Mit dem am 1. November 2008 in Kraft getretenen Gesetz zur Modernisierung des GmbH-Rechts und zur Bekämpfung von Missbräuchen (MoMiG) hat der Gesetzgeber die Rechtsfragen einer nach wie vor verbotenen verdeckten Sacheinlage nunmehr anders geregelt.

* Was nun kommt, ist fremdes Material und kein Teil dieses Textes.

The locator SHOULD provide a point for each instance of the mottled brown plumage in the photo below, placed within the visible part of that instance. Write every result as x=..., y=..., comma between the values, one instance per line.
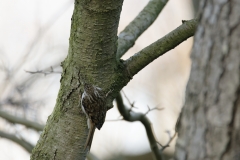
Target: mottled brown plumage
x=93, y=105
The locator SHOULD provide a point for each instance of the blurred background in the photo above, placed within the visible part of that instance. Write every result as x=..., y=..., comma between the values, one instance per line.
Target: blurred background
x=34, y=37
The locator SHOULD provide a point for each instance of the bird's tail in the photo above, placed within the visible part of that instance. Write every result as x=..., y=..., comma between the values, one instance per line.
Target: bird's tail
x=90, y=137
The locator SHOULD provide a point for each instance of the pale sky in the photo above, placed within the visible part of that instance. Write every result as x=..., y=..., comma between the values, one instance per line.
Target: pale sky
x=161, y=83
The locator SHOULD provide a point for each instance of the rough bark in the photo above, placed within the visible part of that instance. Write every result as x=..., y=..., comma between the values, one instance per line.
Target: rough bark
x=210, y=121
x=91, y=59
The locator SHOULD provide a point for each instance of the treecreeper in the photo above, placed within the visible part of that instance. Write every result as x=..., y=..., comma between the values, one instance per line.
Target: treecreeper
x=93, y=102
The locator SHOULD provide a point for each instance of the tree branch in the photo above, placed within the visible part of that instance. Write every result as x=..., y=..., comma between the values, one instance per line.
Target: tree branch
x=25, y=122
x=145, y=18
x=134, y=116
x=26, y=145
x=141, y=59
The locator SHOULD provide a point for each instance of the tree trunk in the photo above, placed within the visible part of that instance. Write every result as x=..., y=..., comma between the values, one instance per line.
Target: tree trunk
x=210, y=120
x=92, y=59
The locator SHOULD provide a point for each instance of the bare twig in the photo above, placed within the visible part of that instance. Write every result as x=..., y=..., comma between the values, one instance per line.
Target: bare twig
x=144, y=19
x=135, y=116
x=25, y=122
x=151, y=109
x=141, y=59
x=26, y=145
x=169, y=141
x=45, y=72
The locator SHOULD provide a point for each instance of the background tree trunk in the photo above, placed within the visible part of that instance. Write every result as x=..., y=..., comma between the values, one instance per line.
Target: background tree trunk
x=210, y=121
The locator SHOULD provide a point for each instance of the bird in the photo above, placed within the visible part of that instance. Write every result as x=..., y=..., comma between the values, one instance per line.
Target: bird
x=93, y=105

Nach der durch das MoMiG neugefassten Bestimmung des § 19 Abs. 4 GmbHG sind nunmehr die der verdeckten Sacheinlage zugrunde liegenden Geschäfte nicht mehr unwirksam und der Wert der verdeckt eingebrachten, in das Eigentum der Gesellschaft übergegangenen Sache wird auf die Bareinlageverpflichtung des Einlegers angerechnet.
Nach der Übergangsbestimmung des § 3 Abs. 4 EGGmbHG soll diese Neuregelung auch für alle Fälle gelten, in denen die verdeckte Sacheinlage schon vor Inkrafttreten des MoMiG vereinbart und eingebracht wurde.

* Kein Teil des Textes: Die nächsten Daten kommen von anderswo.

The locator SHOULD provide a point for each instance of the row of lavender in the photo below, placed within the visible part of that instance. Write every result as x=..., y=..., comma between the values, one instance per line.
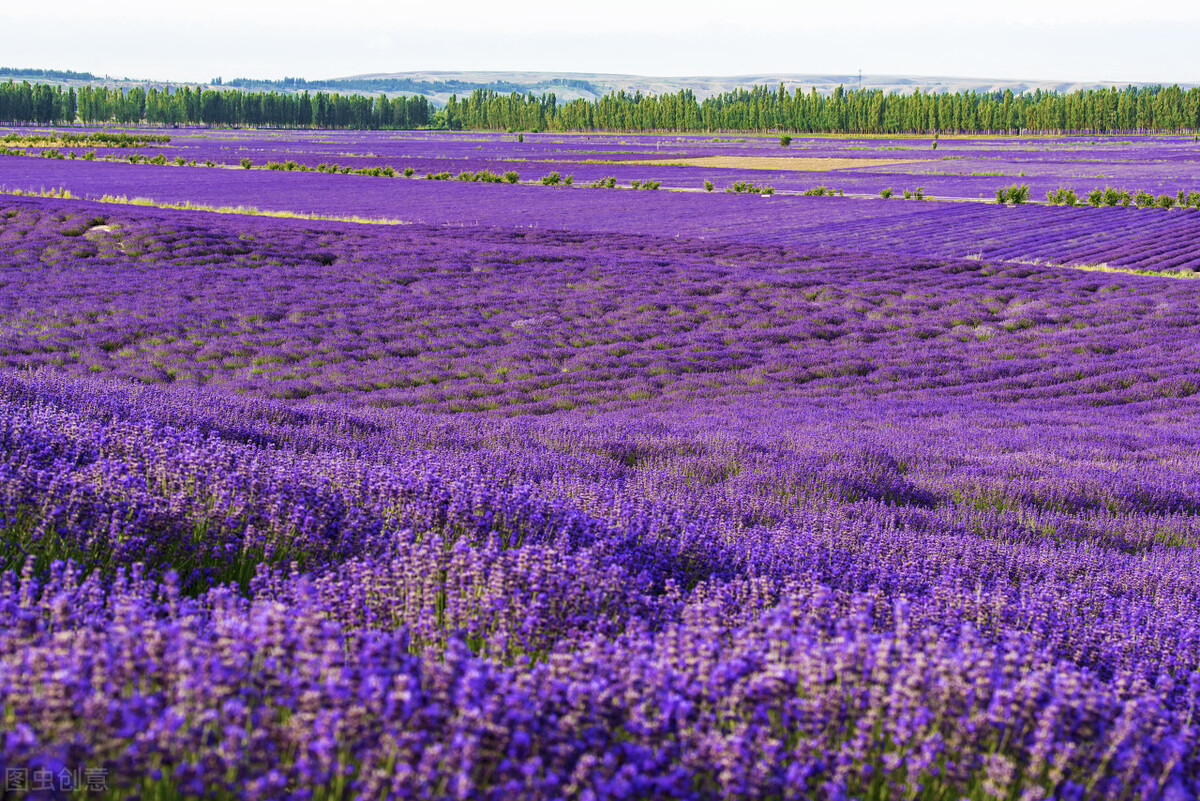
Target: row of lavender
x=718, y=576
x=461, y=319
x=1147, y=239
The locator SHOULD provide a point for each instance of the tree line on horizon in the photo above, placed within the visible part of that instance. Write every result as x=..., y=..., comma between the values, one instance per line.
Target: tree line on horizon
x=757, y=109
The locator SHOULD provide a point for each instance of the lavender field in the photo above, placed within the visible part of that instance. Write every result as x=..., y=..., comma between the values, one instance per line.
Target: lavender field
x=375, y=486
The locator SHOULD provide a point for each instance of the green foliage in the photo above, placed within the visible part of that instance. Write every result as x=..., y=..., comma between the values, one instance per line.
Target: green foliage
x=1062, y=197
x=1114, y=197
x=1018, y=193
x=748, y=187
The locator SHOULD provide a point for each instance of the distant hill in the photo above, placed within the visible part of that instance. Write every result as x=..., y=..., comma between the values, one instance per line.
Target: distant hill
x=589, y=85
x=438, y=85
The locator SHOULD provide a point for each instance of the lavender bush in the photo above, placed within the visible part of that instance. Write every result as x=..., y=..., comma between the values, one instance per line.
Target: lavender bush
x=553, y=493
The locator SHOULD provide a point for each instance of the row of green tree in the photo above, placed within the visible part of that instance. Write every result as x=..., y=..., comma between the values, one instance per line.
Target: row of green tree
x=1131, y=109
x=45, y=103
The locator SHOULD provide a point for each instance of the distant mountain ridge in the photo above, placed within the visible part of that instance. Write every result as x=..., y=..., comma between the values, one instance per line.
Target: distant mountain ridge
x=591, y=85
x=439, y=85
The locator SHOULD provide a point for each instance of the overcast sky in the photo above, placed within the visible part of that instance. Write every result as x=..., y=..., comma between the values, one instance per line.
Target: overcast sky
x=1057, y=40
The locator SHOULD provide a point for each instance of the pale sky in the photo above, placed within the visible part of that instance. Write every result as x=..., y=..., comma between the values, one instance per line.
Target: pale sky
x=1054, y=40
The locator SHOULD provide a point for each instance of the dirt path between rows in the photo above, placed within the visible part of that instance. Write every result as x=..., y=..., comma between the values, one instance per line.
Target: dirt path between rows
x=780, y=163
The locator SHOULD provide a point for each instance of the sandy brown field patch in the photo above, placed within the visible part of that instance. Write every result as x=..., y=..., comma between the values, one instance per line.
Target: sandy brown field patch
x=780, y=163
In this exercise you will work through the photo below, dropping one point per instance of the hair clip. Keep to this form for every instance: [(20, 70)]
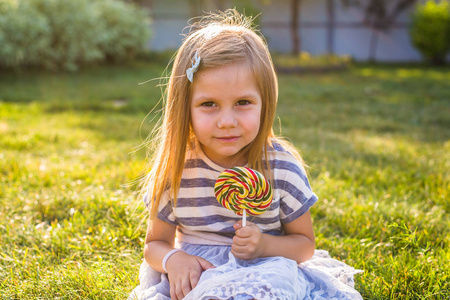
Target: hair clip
[(191, 71)]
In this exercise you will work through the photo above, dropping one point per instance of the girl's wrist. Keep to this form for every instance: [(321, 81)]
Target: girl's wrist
[(167, 256)]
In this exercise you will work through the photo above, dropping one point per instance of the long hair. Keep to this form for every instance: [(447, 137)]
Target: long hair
[(218, 39)]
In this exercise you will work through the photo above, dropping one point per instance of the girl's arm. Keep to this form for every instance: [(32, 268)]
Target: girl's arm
[(298, 243), (184, 270)]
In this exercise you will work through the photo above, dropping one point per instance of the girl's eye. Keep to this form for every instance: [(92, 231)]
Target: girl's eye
[(243, 102), (208, 104)]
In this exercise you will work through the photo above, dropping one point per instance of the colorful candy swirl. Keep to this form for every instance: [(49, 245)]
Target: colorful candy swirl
[(242, 188)]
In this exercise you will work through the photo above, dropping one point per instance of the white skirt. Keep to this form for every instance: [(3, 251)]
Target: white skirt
[(321, 277)]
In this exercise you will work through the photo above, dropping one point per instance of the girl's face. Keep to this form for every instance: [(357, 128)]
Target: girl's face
[(226, 112)]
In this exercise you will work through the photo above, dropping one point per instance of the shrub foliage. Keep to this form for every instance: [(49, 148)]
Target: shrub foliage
[(66, 34), (430, 31)]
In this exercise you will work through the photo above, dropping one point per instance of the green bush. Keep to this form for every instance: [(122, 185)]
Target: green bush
[(66, 34), (24, 35), (430, 30), (124, 35)]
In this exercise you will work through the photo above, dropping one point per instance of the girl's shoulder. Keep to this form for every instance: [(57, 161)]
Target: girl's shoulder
[(285, 157)]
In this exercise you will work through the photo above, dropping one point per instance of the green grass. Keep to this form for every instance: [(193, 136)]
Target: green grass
[(376, 138)]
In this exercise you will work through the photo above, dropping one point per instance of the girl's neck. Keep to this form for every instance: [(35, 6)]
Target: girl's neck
[(239, 160)]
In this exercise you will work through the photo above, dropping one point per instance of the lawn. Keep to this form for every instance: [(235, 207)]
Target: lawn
[(376, 139)]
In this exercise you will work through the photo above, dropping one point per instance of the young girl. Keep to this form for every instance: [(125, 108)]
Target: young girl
[(219, 110)]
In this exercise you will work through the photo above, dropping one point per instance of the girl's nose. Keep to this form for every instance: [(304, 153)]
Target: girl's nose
[(227, 120)]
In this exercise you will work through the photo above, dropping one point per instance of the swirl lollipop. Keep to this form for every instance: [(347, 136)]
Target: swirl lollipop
[(244, 191)]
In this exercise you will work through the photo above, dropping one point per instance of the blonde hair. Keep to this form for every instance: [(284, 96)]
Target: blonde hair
[(219, 39)]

Der Bundesgerichtshof war mit dieser Neuregelung nun im Rahmen eines Insolvenzverfahrens befasst: Der Kläger in dem vom Bundesgerichtshof entschiedenen Fall ist Insolvenzverwalter über das Vermögen einer GmbH (Schuldnerin), welche die beklagte Alleingesellschafterin im Zuge eines “Management buy-out” an die Geschäftsleitung der GmbH veräußern wollte. Die Beklagte zahlte 2003 zunächst auf ein im Soll befindliches Konto der Schuldnerin 739.241,14 € mit dem Verwendungszweck “Aufstockung Stammkapital auf 1 Mio.” und weitere 3 Mio. € mit dem Verwendungszweck “Einzahlung in die Kapitalrücklage”. Wenige Tage später verkaufte die Beklagte der GmbH Lizenzen zu einem Kaufpreis von 3,99 Mio. €. Kurz darauf fasste die Beklagte den Beschluss, das Stammkapital der GmbH bar um 739.241,14 € auf 1 Mio. € zu erhöhen. Am selben Tag überwies die GmbH der Beklagten 3,99 Mio. € mit dem Verwendungszweck “Kaufpreis Lizenzen”. Danach befand sich ihr Konto wiederum im Soll. Anschließend veräußerte die Beklagte ihren Geschäftanteil von 1 Mio. € für 1,00 € an die Geschäftsleitung der GmbH.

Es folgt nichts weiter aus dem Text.